Story
Crohn’s MAP Vaccine is an awareness and support group comprised of members of the Crohn’s Community. Our mission is to find a cure for Crohn’s Disease. We believe the best hope for that cure lies in the Vaccine and new diagnostic test developed by Prof. Hermon-Taylor...
What is Crohn’s Disease?
Crohn’s Disease is a debilitating and aggressive form of Inflammatory Bowel Disease. It affects around 5 million worldwide, including 1.2 million in the USA and over 100,000 in the UK –and numbers are increasing, especially in children. Symptoms include chronic severe abdominal pain, weight loss, bloody diarrhoea and fatigue. Up to 80% of patients will need surgery at some point in their lifetime. There is currently no cure and the lives of most sufferers are blighted by multiple hospitalisations, surgeries, immunosuppressive therapies (and their side effects) and difficulty holding down a job or attending school.

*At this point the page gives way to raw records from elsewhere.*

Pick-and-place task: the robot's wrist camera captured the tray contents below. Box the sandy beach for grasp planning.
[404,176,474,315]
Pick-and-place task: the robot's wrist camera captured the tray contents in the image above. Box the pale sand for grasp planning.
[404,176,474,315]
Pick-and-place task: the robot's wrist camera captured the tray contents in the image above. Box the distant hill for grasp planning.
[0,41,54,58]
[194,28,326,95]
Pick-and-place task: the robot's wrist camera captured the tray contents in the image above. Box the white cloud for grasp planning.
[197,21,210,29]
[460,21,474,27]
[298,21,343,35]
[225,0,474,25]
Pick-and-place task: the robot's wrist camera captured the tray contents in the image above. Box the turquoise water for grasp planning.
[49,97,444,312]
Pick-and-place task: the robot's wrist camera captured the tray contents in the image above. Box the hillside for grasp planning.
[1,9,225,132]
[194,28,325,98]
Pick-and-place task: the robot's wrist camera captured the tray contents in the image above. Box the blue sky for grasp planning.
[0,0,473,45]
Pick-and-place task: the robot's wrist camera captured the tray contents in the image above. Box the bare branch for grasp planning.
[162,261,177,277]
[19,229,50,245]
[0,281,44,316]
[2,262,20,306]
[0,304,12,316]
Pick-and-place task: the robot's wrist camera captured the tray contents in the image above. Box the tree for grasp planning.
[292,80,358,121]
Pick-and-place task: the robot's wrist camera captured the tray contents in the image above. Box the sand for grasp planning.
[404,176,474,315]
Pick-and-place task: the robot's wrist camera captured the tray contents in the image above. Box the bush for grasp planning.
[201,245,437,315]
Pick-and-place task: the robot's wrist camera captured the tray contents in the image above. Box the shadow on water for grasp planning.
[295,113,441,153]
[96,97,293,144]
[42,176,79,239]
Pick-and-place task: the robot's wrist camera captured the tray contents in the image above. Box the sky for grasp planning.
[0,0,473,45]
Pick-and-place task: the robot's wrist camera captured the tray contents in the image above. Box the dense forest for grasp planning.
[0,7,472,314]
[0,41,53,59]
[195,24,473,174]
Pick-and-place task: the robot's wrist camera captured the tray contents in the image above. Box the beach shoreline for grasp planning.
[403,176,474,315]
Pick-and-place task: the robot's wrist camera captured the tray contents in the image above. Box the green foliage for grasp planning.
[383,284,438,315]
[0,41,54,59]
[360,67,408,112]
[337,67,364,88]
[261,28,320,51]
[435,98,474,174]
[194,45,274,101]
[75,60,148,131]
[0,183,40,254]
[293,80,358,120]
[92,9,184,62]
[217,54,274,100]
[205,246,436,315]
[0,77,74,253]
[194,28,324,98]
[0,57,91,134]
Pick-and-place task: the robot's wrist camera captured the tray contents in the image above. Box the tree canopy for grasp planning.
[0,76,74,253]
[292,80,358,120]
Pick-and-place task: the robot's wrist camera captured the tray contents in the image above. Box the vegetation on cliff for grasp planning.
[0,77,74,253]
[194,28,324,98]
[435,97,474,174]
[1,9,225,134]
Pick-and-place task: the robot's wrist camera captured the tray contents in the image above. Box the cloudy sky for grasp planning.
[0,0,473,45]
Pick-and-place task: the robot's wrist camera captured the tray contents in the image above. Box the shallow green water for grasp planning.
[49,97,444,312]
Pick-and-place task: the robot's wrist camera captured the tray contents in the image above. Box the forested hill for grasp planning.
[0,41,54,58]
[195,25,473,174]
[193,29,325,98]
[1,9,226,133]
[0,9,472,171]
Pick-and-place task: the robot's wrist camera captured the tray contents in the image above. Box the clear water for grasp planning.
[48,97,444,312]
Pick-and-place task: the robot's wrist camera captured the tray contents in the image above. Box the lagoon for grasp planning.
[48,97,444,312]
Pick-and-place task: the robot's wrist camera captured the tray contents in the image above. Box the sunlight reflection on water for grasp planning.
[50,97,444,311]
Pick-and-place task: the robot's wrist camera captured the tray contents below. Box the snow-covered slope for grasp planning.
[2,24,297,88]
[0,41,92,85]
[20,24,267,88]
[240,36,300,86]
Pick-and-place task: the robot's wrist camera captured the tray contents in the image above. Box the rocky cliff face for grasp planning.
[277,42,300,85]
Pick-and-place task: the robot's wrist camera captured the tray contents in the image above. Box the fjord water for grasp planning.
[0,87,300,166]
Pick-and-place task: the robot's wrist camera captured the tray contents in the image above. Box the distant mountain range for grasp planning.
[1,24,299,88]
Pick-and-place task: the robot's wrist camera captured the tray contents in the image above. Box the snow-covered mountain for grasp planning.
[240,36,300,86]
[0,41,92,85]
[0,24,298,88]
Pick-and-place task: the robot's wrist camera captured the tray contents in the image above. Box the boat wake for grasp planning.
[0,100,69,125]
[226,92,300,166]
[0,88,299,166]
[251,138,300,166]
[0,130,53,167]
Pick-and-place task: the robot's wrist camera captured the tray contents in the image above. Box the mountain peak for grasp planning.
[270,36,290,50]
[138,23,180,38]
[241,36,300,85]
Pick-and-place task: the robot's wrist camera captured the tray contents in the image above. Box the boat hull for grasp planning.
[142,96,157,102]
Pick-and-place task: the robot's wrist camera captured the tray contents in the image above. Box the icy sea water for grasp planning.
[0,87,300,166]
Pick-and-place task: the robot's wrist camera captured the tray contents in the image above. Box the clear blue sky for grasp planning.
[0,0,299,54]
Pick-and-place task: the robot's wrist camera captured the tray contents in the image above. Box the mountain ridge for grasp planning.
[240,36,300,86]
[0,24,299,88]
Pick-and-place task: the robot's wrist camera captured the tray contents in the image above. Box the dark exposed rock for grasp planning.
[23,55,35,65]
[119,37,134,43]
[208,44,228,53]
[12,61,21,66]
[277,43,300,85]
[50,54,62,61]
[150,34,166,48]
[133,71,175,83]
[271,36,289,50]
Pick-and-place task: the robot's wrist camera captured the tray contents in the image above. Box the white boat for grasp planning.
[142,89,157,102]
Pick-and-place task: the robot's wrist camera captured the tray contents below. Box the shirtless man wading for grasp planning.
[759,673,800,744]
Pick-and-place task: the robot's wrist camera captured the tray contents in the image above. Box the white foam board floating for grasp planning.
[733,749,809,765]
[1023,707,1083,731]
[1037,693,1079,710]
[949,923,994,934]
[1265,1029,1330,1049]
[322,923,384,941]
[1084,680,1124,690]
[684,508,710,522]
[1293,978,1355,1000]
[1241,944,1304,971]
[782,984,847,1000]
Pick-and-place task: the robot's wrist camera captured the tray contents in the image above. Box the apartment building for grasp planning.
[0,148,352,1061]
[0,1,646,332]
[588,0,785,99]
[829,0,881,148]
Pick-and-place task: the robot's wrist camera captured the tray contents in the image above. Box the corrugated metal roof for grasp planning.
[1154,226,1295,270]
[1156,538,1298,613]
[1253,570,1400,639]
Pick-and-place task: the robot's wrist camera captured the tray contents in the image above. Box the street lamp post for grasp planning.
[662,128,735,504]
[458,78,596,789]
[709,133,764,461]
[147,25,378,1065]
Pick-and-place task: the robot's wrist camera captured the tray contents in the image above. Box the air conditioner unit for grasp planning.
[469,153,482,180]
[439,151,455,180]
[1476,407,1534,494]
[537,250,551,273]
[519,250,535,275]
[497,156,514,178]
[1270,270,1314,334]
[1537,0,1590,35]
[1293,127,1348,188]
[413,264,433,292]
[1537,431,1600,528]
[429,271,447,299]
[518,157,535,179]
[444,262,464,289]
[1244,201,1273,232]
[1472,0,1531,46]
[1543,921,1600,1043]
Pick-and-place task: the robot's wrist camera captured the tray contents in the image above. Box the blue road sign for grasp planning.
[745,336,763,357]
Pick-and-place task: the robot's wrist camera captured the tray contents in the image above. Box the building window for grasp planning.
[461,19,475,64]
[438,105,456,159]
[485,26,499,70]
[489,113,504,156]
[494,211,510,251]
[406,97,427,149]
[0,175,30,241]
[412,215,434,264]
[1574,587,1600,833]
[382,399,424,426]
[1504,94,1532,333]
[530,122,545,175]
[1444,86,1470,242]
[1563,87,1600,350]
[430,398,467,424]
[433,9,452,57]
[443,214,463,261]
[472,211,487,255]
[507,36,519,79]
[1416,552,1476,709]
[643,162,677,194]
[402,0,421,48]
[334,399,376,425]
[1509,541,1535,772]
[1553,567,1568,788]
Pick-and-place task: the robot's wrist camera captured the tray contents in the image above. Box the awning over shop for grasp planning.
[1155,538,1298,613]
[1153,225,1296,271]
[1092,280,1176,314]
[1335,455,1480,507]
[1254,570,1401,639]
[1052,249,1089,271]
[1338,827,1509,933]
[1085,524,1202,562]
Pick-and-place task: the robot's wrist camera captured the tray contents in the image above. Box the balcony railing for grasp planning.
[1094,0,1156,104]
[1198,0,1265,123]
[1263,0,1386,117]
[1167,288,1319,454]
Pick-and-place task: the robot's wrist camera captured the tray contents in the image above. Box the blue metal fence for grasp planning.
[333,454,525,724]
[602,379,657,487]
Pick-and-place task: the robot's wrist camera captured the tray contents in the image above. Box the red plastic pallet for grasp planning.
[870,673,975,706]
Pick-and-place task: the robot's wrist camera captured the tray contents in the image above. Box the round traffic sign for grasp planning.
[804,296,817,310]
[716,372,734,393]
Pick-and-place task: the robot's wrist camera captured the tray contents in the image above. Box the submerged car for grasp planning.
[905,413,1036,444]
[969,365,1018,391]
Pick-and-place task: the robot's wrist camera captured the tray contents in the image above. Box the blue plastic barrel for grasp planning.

The Research: Professor John Hermon-Taylor (King’s College London) is an expert in Crohn’s Disease who has been researching its cause for over thirty years. He strongly believes that Crohn’s Disease is caused by a bacterium called Mycobacterium avium subspecies paratuberculosis (MAP) – a distant cousin of Tuberculosis. Controversially, MAP is most commonly passed to humans through cow’s milk. Dr Burrill Crohn (1884-1983) himself, who gave his name to the disease, suspected that Crohn’s might have a mycobacterial cause -but he could not prove it with the scientific equipment of his era. Professor Hermon-Taylor has invented a modern therapeutic vaccine against MAP which he believes holds the best hope of a cure for Crohn’s that there has ever been. It is designed to stimulate the body’s own immune system to selectively eliminate MAP-infected cells. Animal studies in mice and in cattle have shown it to be highly effective against MAP with no obvious adverse effects. The Vaccine has been fully developed and is awaiting manufacture and a trial in humans (to be funded through investment/the commercial sector). An essential element of this trial is a 'companion diagnostic test' - a simple test for MAP in blood and tissues - on which work is nearing completion at King's College London. This will allow doctors to tell which patients need vaccination and to monitor patients' responses to the vaccine. The test also enables MAP to be seen in the tissues of people with Crohn's disease for the very first time - something scientists have been trying to achieve for decades - and may be the making of medical history.